Quando recebeu o diagnóstico, o Brasil já havia registrado mortes relacionadas à doença. O médico lembra que sentiu muito medo, pois ainda não se sabia muito bem como a doença se comportava. “Eu não via melhora. Era uma coisa incerta, não se tinha o faseamento da doença como temos hoje. Agora ainda temos muitas dúvidas, imagina há um ano atrás. Achei, sim, que poderia evoluir para algo pior”.

Durante  o período que esteve doente, Ballester ficou totalmente isolado no quarto. A esposa e os filhos não foram contaminados. “Fiz um isolamento grande em casa, no quarto. Eles levavam comida para mim, a roupa de cama e as minhas roupas eram todas ensacadas. Tudo foi feito com muito cuidado”.

O médico fez todo o tratamento em casa e, apesar de ter parte da função renal comprometida, optou por não se internar. Aos poucos, dia após dia, conseguiu se recuperar. 

Após se recuperar e ser considerado curado, o médico ainda conviveu durante algum tempo com sequelas da doença. “Tive falta de ar logo depois, mas voltei a correr e com a prática de exercício físico foi passando. Também tive perda de paladar e olfato, mas recuperei rápido. Hoje sabemos que até 100 dias depois da doença, o paciente não fica 100% recuperado”.

Preconceito

Com a confirmação do primeiro caso da doença, os moradores de Brusque sentiram que o vírus estava próximo e não somente nas outras cidades. Logo, surgiu a curiosidade de saber quem era o paciente. O nome do médico vazou e, além de enfrentar a doença, ele também precisou enfrentar situações de preconceito.

“Quando meu nome saiu na mídia, ouvi muitas coisas. No grupo do WhatsApp dos vizinhos, falaram que não iriam mais passear com os cachorros pra não passar na frente da minha casa. Teve um colega da escola que mandou mensagem para meu filho de 13 anos dando os pêsames. O preconceito foi muito grande mesmo”, lembra.

O médico afirma que esperou três semanas para repetir o exame e poder divulgar que estava curado. “Quando deu negativo, eu fiz questão de publicar, porque assim eu poderia sair na rua tranquilo”.

Covid-19 na rotina profissional

O médico ainda convive diariamente com a Covid-19, mas agora de forma profissional. Ele é cirurgião torácico e o atendimento de pacientes com complicações da doença é uma rotina.
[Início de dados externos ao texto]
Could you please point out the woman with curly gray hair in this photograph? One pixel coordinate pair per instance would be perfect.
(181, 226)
Além de atuar no consultório, Ballester também trabalha na UTI Covid-19 do Hospital Azambuja. “É um plantão totalmente diferente do resto. O normal de uma UTI é três, quatro pacientes graves. Na UTI Covid, temos dez doentes graves para cuidar ao mesmo tempo. Trabalhamos com muita pressão. Não há margem para erro”.

O médico destaca a dificuldade de tratamento dos pacientes com Covid-19. “É uma doença que não tem tratamento. Tenho fé no tratamento precoce, inclusive, faço para muitas pessoas, mas não tem comprovação de melhora. Os pacientes que internam não têm hoje um tratamento específico, não tem um remédio. Os médicos trabalham só apagando incêndio”.

Em um ano convivendo de perto com o vírus e tendo sentido no próprio corpo os efeitos da doença, o Ballester pede a conscientização da população. “Estamos longe do fim da pandemia. Nossa esperança é a vacina, que ainda está num processo muito lento. Enquanto isso, precisamos continuar nos cuidando. Não custa usar uma máscara, o álcool em gel, evitar situações de aglomeração. Percebo que muitas pessoas não fazem o mínimo para evitar a contaminação”.